Moving down was quite a sight, the old run-around car I drive loaded to the gills with two persons’ worth of clothes and goods. Once the back seat and boot were nearly full two bicycles were attached tenuously by a cheap bike rack which caused me endless anxiety about its stability and a large canvas bag containing a deflated kayak. I had to leave the guitar and a box full of records but, I must admit, I do have some hoarding tendencies.


That was in September, but my own studentship was not due to be paid until I started formally in October. I am lucky to come from a middle class family who could put up a deposit and my first month in rent, but imagine the unpleasant surprise of finding that my source of income – a studentship - would be delivered “sometime late in October … we are very busy”. Sometime late in October would not leave my landlord very happy, so I pressed for it in advance. Fortunately this was arranged and I made rent on time, only because I had arranged to pay rent 9 days later than most who pay on the first of the month.

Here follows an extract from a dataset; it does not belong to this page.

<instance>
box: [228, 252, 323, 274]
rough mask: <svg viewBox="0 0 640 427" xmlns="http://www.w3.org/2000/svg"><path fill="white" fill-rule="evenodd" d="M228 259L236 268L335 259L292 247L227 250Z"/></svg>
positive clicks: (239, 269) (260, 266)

As a young scientist I really am consumed with the desire to meet my new colleagues, start researching and performing experiments as fully as possible but what struck me most about getting from my undergraduate to the postgraduate was all of the pitfalls that essentially only money could overcome. Unhappily I think this is a problem very much of our time and on some level everybody knows continued study is difficult to access but it is quite a surprise to go through it and feel first-hand how tenuous it can be. Not to mention the intended even playing-field of the automated application system, the pre-application, the application, the negotiation stage and navigating often arcane admissions systems. Not to complain specifically about my own experience, mine was very much the standard in the UK, but there is a troubling hidden barrier to the whole system.


I am glad that doctoral study hasn’t completely been flogged off to the ‘do-it-for-the-love-of-it’ mentality but the studentship many get by on is hardly a glamorous wage when you spend 50% of it just to keep a roof over your head. The most common rate for a funded PhD studentship is £14.5k per year which is, perhaps unsurprisingly, also the UK minimum for such studentships.

For somebody who is just trying to get some money in their pocket and build some security for themselves, you can earn as much in Asda and you work 37.5 hours per week instead of 60 or 70 doing a PhD and you know when your money will come in. It is harder to justify the direct product of a PhD, especially in something as esoteric-sounding as quantum biology, but investing in knowledge is always a winner and I am looking forward to making my own contribution. I guess I do it for the love of it.